J. Sydney Jones is the author of 12 books, including 2009’s The Empty Mirror, a “stylish and atmospheric” mystery novel that “breathes life into turn-of-the-century Vienna.” Jones’ latest novel is Requiem in Vienna (published Feb. 2 by Minotaur Books), another mystery starring Viennese lawyer Karl Werthen and criminologist Hans Gross. In a guest blog post for BookPage, the author shares the experience that inspired his series—when, as a young man living in Vienna, he was tailed by a watcher for the state police.
I’ll Be Watching You
It took me two, maybe three weeks to figure it out.
At first I thought it might be a shopkeeper I did occasional business with. That would explain why he looked so familiar. The butcher on Langegasse or the wine merchant in the Altstadt. He had the same general features: slight build, medium height, light brown hair and eyes, gray overcoat. Nothing stood out. A figure that blends into the background.
I would catch sight of him across the Josefstaedterstrasse on my way to the language institute where I taught; see his reflection in a store window on Graben and he would quickly turn away; pass by him leaving the Stadtbahn station, his back to me, his head buried in a day-old issue of the Kurier. Once I actually came upon him talking with my building portier, a guilty look on both their faces.
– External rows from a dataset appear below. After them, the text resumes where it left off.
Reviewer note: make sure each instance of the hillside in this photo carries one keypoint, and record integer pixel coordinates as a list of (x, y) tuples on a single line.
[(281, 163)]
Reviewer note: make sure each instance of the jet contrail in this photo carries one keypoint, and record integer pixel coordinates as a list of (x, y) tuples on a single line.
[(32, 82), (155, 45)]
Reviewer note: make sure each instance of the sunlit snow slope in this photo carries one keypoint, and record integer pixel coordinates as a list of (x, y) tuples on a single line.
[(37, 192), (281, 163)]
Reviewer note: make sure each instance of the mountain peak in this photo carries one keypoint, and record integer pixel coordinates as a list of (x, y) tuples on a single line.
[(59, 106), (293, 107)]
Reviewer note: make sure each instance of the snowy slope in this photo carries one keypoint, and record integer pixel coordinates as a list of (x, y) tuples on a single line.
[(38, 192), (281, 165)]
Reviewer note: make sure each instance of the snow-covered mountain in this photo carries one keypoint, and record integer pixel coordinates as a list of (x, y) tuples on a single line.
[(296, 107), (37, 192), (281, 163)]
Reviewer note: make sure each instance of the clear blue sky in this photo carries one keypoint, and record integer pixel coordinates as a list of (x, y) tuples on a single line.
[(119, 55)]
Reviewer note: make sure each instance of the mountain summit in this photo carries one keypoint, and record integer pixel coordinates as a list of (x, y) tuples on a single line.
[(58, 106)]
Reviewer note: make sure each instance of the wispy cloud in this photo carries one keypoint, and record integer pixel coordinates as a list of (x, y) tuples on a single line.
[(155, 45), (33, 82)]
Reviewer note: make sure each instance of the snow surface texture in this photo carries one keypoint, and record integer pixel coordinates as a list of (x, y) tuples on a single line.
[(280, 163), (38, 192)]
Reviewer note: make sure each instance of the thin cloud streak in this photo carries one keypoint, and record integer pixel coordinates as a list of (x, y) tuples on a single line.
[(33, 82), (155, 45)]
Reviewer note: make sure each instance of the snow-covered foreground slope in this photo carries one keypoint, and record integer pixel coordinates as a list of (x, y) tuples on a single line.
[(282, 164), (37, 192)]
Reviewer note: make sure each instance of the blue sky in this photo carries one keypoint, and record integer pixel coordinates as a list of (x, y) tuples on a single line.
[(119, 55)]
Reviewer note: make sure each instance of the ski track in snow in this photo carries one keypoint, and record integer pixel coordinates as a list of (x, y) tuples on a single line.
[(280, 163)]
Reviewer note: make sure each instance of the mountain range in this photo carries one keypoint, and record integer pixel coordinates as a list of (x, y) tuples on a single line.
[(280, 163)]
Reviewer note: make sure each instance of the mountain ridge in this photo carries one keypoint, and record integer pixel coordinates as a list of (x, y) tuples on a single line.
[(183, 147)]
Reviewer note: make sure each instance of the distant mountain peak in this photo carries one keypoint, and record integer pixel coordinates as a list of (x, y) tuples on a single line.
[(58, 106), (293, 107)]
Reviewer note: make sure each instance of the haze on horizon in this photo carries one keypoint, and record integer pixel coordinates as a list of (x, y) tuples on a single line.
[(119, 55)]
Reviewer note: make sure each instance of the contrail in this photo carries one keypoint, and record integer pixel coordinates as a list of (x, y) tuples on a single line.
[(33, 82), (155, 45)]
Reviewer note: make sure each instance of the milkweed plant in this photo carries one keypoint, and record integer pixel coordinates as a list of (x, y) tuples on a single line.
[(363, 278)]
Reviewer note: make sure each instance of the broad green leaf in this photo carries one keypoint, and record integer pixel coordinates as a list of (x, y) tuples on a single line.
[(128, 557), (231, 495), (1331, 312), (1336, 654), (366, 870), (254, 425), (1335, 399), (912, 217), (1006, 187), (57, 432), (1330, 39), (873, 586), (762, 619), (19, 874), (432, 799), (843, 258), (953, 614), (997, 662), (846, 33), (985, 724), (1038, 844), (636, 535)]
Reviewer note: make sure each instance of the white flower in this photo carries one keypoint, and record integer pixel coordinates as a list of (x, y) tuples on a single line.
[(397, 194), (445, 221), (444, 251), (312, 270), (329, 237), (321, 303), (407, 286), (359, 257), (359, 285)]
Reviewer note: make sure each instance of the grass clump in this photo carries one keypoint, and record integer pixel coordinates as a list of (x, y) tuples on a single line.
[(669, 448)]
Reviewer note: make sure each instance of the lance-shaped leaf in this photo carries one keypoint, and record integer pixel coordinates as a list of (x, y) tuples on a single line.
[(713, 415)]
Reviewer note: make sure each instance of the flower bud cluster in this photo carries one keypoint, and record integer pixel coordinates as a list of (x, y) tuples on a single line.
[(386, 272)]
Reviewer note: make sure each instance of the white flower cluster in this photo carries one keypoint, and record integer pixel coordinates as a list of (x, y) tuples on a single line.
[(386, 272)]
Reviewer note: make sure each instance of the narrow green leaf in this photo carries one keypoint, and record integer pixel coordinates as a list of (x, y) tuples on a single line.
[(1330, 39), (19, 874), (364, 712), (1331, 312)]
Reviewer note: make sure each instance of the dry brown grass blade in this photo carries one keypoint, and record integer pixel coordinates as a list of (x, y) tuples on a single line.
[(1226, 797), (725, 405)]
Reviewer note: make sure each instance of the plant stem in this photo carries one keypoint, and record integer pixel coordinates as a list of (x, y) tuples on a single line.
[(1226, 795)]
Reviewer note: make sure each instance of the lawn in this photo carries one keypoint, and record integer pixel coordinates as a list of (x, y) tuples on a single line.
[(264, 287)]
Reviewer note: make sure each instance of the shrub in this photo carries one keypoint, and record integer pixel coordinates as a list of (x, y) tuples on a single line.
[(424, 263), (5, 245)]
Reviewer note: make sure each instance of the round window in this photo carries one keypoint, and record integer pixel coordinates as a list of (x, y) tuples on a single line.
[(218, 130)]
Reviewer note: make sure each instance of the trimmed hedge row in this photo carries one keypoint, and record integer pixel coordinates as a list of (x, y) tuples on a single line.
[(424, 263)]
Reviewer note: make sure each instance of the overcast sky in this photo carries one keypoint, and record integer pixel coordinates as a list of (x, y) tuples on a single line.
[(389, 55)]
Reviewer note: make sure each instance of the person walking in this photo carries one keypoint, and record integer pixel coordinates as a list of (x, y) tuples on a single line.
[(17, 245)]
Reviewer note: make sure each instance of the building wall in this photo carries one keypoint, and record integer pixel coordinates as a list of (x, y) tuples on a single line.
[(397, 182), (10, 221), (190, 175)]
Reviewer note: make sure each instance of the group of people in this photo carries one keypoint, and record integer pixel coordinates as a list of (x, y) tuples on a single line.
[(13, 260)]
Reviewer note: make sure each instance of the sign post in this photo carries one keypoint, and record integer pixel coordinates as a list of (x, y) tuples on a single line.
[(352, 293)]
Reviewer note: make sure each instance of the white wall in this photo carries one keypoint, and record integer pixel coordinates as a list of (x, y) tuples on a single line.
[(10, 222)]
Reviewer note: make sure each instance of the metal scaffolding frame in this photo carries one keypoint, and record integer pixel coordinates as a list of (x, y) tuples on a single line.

This was the Vienna of several decades ago. It was still the Cold War. Foreigners living in Vienna fit into a risk category for the state police, anxious to protect Austria’s neutrality. It did not help that a childhood friend, also living in Vienna at the time, had become involved in a nationalist cause in Yugoslavia.
Still, until I discovered that I had my very own watcher, I had been living in another make-believe Vienna of schlagobers and Mozart. I had believed the tourist propaganda of the city of dreams and waltz.
My watcher stayed with me for over half a year, until I moved on for a time to Greece. Returning to Vienna the next fall, I no longer saw him or sensed his presence. But it was a wake up for me. I began to look at the underside of Vienna after the watcher; seeing the city as not only beautiful, but also treacherous. It is a vision that has remained with me, informing all of my writing about Vienna.
—J. Sydney Jones
Related in BookPage: Read a review of The Empty Mirror or read Bruce Tierney’s February Whodunit? column.




Fantastic, Syd. Experiences like this are what make so many of the writers of so-called exotic crime fiction — fiction set in foreign lands — look at things differently than authors who’ve spent their time in NY or LA. You’ve gone one step further than most writers when they write about the things that turned them onto their subject: I love that you can identify the very thing that, essentially, made Vienna real, rather than a tourist confection. Great piece. Matt
Thanks for the comment, Matt. These kinds of moments do make a difference, and I imagine you’ve got more than a few to share re your life as a journalist and writer in Palestine.